Georgia’s largest school district now has to re-assess back-to-school plans
The Gwinnett County School District (GCPS), Georgia’s largest school district, has confirmed that approximately 260 employees have tested positive for COVID-19 or have been directly exposed to the virus. The district is set to open for online learning on August 12. This is just one of multiple schools and camps to have experienced outbreaks this summer.
GCPS, which is located in the metro Atlanta area, elaborated on the situation in an email to CNN. “As of last Thursday, we had approximately 260 employees who had been excluded from work due to a positive case or contact with a case,” GCPS spokeswoman Sloan Roach said. “This number is fluid as we continue to have new reports and others who are returning to work.”
Gwinnett County Public School teachers began in-person pre-planning Wednesday, July 29, at 141 facilities throughout the county. By the next day, approximately 260 employees had been excluded from work due to a positive case or contact with a case. It took one day for this to happen.
This story is reminiscent of what occurred in an Indiana school last week, when Greenfield-Central Junior High had to close down mere hours into their first day of school because one student tested positive for the virus. The Hancock County Health Department confirmed in a statement that the student had been tested for the virus days earlier, but the school wasn’t notified of their test result until halfway through the day.
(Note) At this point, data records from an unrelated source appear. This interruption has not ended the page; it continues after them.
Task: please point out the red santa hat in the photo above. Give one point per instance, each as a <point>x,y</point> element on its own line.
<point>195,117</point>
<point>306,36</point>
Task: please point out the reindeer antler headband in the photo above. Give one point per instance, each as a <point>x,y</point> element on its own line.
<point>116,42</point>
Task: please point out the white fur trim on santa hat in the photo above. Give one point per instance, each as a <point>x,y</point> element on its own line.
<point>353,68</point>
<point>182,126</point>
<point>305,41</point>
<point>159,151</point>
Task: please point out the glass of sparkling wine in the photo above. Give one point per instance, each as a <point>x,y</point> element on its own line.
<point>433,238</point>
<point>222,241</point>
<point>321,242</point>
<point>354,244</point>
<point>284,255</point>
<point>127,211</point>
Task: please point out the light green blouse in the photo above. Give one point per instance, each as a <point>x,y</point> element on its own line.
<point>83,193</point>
As for why the student was allowed at school before his test result was conclusive — well, no explanation has been given.
In Georgia, Gwinnett County has consistently had one of the highest case counts in the state, but many district parents held a protest to have kids go back to school in-person last month, according to CNN. According to the Atlanta Journal Constitution, as of Sunday, there were 17,781 positive cases in Gwinnett with 1,996 hospitalizations and 240 deaths.
“Through tracing, we know that the majority of these cases are the result of community spread, meaning we have people who have called in to report who have not been at school or work,” Roach further explained. “Given the number of COVID cases in Gwinnett, we would expect to see positives among our employees based on the community spread in our county,”
Which led to Gwinnett having to close down the school before they even open. This unfortunate experience also shows that even without children present, teachers’ lives are put at risk. Many teachers spoke on condition of anonymity to the Atlanta Journal Collective to lament the lack of effort being put forth by the GCPS to prevent community spread:
“In-person training and meetings are taking place without areas being wiped down or disinfected in between and masks aren’t being worn at all times, said several teachers who didn’t disclose their names when contacting the AJC. Others added that their school still hadn’t received any hand sanitizer.”
Ashley Newman, a former GCPS elementary teacher, said she felt like she had no choice but to resign from her teaching position. “I’m trained to teach. I’m not a health care expert,” she said. “In April, we were called heroes and people were saying we need raises. Now we’re called lazy because we just want to be safe doing our jobs.”